The Labels and Nodes menu items are interconnected. The first lists all possible labels you can use to define where jobs ought to be executed, and Nodes lists all nodes known to Zuul, with their labels and other details.

Finally, the Builds item lists all recently completed job,s and Buildsets shows all recently finished pipelines, along with their target (which commit), date, and result.

Summary

The Zuul system, originally developed to manage the massive multiple-contributor OpenStack software platform, has been updated to handle any complex collaborative software project. Zuul 3 is currently in use by multiple international companies (e.g., BMW, Software Factory, and, of course, OpenStack Foundation). In all cases, Zuul has proved to be a reliable and highly scalable solution [10].

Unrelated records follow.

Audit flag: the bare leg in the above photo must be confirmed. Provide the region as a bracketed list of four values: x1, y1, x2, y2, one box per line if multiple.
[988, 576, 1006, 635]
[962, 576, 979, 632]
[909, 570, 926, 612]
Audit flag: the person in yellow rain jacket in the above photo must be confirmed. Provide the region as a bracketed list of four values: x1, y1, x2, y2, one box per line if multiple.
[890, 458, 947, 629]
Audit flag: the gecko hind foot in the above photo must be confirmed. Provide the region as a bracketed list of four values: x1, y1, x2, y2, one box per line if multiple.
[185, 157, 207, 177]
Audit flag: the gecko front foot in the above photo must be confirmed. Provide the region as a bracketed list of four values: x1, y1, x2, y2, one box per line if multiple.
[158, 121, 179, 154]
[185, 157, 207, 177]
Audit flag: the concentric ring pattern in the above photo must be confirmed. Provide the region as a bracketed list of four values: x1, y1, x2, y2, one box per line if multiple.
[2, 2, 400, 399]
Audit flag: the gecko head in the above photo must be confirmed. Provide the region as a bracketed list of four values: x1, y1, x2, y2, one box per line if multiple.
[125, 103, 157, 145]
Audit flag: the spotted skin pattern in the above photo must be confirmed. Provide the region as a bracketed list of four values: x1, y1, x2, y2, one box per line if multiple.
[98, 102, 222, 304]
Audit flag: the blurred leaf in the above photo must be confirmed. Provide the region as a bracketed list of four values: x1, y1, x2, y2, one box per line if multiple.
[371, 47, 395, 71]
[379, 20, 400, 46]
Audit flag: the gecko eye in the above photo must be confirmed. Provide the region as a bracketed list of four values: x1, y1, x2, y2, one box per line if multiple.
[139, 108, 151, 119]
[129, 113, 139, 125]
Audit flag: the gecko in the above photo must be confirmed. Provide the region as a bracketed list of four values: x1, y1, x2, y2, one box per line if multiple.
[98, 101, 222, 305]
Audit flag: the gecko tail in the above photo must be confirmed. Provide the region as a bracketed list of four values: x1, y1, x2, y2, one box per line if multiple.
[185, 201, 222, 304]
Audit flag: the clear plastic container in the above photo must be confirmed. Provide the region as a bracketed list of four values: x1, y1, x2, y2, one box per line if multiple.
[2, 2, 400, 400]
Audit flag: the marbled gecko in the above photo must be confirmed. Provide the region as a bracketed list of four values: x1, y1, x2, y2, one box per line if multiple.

With Zuul, "Humans don't merge code, machines merge code" [11]. Moreover, it works with complex code sets: Zuul can coordinate integration and testing across multiple, at first glance independent, repositories. Moreover, Zuul has a growing community. Thanks to a concept similar to Ansible roles [12], community members can reuse existing Zuul roles (e.g., pushing to the Docker registry) or write and share their own playbooks.

To sum up, Zuul 3 [13] is a free-to-use, highly scalable, and flexible solution that fulfills all three modern software development paradigms: continuous integration, continuous delivery, and continuous deployment. Projects that use GitHub or Gerrit repository hosting services can reasonably consider introducing Zuul into the development process.